More than 600 Total Force Airmen, U.S. Air Force Academy cadets and Air Force ROTC cadets gathered for a three-day Black History Month aviation heritage event at Joint Base Charleston, Feb. 16-18.

‘Accelerating the Legacy’ is an annual event hosted by JB Charleston that honors the legacy of the Tuskegee Airmen by developing today’s aviators and empowering the next generation of Airmen and aviators.

This year’s guests of honor included original Tuskegee Airman, retired Lt. Col. James Harvey and Air Force Chief of Staff Gen. CQ Brown, Jr.

Brown gave a speech to attendees at a ‘Legacy Dinner’ to kick off the three-day event.

“This grassroots event positively impacts the entire aviation community,” Brown said. “Tuskegee Airmen believed in hard work and preparation, and they paved the way for me. Now I’m charged to ensure that all Airmen have the opportunity to serve.”

Harvey then joined Brown on stage for a fireside chat. The two aviators shared stories and discussed the characteristics that have led to their success.

“When they drafted me, that was my first experience with segregation,” Harvey said. “But I’m not a quitter.”

Harvey explained, along with his fellow Tuskegee Airmen, he went on to fight in the Korean War and to win the Air Force’s inaugural Top Gun aerial gunnery competition in 1949, although their win would not be recognized for decades.

“After we won the [Top Gun] meet, we had to clear out,” Harvey said. “We finally got our recognition in January of 2022. Each one of us wanted to be the best. When you put all those bests together, you have quite a team.”

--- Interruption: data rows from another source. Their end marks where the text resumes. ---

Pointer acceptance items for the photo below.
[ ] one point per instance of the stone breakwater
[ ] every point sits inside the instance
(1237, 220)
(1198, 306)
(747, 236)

Both aviators’ careers are marked by their commitment to service and a drive to perform under pressure.

“Personally and professionally, I play to win,” Brown said. “I thrive under pressure, and that’s when I’m at my best.”

Brown said he often thinks about the experiences of the Tuskegee Airmen and what they went through to serve.

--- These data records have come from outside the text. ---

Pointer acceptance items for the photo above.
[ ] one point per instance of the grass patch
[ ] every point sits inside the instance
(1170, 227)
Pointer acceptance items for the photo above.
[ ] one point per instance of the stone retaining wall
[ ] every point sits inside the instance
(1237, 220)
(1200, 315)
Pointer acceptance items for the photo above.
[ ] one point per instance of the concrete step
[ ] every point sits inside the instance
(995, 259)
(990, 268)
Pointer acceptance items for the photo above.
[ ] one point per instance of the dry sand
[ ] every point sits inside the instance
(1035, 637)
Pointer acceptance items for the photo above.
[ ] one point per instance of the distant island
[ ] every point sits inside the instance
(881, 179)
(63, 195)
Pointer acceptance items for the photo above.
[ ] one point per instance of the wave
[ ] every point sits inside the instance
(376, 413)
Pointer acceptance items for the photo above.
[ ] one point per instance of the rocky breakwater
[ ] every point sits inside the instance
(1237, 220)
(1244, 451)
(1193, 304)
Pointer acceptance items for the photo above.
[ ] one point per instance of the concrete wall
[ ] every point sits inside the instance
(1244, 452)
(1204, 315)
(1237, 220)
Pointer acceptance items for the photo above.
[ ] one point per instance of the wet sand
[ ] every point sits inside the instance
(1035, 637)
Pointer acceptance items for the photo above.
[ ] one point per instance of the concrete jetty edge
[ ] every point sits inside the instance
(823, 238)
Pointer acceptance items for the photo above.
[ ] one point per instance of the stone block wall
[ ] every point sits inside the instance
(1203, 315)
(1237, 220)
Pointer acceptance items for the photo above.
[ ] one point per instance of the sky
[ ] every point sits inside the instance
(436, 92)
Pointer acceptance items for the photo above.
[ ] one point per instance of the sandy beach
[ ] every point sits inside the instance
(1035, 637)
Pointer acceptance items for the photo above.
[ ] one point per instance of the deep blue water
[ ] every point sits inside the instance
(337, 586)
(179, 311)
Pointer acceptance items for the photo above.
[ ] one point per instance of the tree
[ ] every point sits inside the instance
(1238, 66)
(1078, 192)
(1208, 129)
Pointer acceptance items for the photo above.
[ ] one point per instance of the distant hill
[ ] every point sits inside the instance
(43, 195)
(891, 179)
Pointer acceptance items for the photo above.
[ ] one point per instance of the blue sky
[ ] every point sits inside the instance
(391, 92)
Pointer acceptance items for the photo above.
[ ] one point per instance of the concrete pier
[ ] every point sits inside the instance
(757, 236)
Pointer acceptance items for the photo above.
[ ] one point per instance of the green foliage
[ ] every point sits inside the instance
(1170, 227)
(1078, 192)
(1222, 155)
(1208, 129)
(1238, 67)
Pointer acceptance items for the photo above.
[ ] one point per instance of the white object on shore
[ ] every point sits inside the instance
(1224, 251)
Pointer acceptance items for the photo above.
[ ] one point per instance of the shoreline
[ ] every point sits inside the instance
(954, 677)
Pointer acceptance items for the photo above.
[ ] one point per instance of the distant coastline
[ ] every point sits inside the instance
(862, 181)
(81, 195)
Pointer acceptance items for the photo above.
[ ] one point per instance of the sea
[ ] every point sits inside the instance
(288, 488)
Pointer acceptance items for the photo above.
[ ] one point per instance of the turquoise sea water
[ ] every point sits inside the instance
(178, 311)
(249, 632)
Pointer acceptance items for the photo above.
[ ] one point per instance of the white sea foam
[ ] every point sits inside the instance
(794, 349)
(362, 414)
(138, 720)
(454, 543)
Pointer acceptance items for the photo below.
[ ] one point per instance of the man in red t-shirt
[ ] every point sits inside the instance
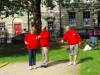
(44, 43)
(74, 40)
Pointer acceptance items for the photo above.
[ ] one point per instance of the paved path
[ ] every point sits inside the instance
(55, 68)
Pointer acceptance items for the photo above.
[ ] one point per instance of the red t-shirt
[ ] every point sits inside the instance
(45, 38)
(72, 37)
(32, 41)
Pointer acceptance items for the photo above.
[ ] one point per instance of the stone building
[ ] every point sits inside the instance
(55, 20)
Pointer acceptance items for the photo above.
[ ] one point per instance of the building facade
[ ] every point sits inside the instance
(55, 19)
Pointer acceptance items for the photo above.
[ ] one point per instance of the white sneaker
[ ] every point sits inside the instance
(70, 63)
(34, 66)
(74, 63)
(30, 67)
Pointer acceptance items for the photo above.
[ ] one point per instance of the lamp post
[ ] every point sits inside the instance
(28, 20)
(59, 3)
(60, 17)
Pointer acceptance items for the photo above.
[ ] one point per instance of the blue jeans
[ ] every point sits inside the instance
(32, 57)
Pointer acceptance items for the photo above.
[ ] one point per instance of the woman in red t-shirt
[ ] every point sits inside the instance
(31, 42)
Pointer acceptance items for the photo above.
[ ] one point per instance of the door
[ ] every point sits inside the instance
(17, 29)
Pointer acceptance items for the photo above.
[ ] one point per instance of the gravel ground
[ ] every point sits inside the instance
(55, 68)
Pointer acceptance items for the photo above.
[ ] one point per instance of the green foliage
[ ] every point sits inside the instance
(89, 60)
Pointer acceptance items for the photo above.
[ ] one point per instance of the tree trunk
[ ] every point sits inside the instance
(37, 15)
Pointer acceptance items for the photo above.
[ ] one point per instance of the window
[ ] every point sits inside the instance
(86, 18)
(86, 1)
(50, 26)
(72, 20)
(2, 26)
(71, 1)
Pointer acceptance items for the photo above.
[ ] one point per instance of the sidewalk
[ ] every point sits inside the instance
(55, 68)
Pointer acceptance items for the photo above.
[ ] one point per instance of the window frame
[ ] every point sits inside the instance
(50, 25)
(2, 26)
(72, 21)
(86, 18)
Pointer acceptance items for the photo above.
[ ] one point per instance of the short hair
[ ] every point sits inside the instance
(33, 29)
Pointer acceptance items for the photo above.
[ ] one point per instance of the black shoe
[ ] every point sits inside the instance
(45, 66)
(41, 66)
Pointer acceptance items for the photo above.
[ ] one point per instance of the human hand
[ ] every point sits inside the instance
(38, 37)
(62, 41)
(26, 43)
(79, 43)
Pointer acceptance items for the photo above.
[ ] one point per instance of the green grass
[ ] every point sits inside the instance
(89, 60)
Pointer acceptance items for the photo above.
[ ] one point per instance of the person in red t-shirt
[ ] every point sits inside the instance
(44, 43)
(74, 40)
(31, 41)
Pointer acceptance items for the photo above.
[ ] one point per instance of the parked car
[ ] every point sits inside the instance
(19, 38)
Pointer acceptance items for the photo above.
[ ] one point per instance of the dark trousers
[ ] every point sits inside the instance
(32, 57)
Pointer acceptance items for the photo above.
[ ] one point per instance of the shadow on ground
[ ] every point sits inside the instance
(58, 62)
(85, 59)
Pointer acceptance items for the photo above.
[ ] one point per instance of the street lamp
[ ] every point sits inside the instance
(60, 13)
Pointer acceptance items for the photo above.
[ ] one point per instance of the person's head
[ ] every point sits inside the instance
(32, 30)
(43, 28)
(67, 28)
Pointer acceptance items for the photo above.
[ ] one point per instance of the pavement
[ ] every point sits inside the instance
(55, 68)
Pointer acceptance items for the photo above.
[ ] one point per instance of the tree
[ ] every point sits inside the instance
(34, 6)
(17, 6)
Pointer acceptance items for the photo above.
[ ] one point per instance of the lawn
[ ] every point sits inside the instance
(89, 60)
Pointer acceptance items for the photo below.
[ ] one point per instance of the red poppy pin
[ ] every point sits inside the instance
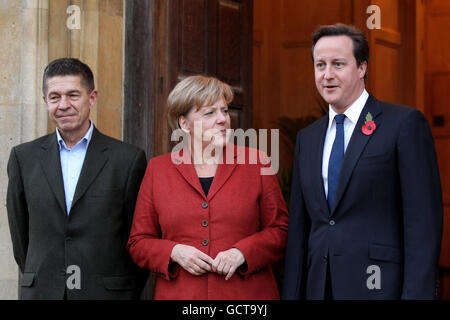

“When you look at the Tuskegee Airmen, they believed they could do it,” Brown said. “They achieved it. They opened doors and opportunities for so many, to include myself.”

On the second day of ‘Accelerating the Legacy 2023,’ Airmen gathered for various professional development seminars on career development, diversity and inclusion, and the future of the force. Commanders, command chiefs, and first sergeants sat on mentorship panels to answer questions on a range of topics.

The final day of ‘Accelerating the Legacy 2023’ was the Legacy Flight Academy’s ‘Eyes Above the Horizon’ event. Students of all ages met with Airmen to learn about different Air Force missions and aircraft, and to experience flights on Civil Air Patrol aircraft or on the Air Force’s C-17 Globemaster III and KC-46 Pegasus.

Capt. Nic Young, ‘Accelerating the Legacy 2023’ committee president and C-17 pilot, said the goal of the event was to show students from the local area that JB Charleston cares about them and their futures.

“I hope we inspire the local community to believe that Joint Base Charleston cares and that there are so many opportunities out there for them,” Young said. “Bringing in Airmen from different bases around the world, while also allowing students hands-on experiences in aircraft, provides a unique opportunity to promote and develop future Airmen.”

Events like Accelerating the Legacy enable today’s aviators to reach the next generation through the legacy of the Tuskegee Airmen, hands-on STEM exhibits and flight.

“I really believe young people aspire to be what they see,” Brown said. “This is a great opportunity not only to meet members of our Air Force, but to meet some legends of our Air Force, with James Harvey of the Tuskegee Airmen.”

For those serving in today’s Air Force, and for those considering joining, Brown said he intends to create a force where everyone, regardless of race or gender, can reach their full potential.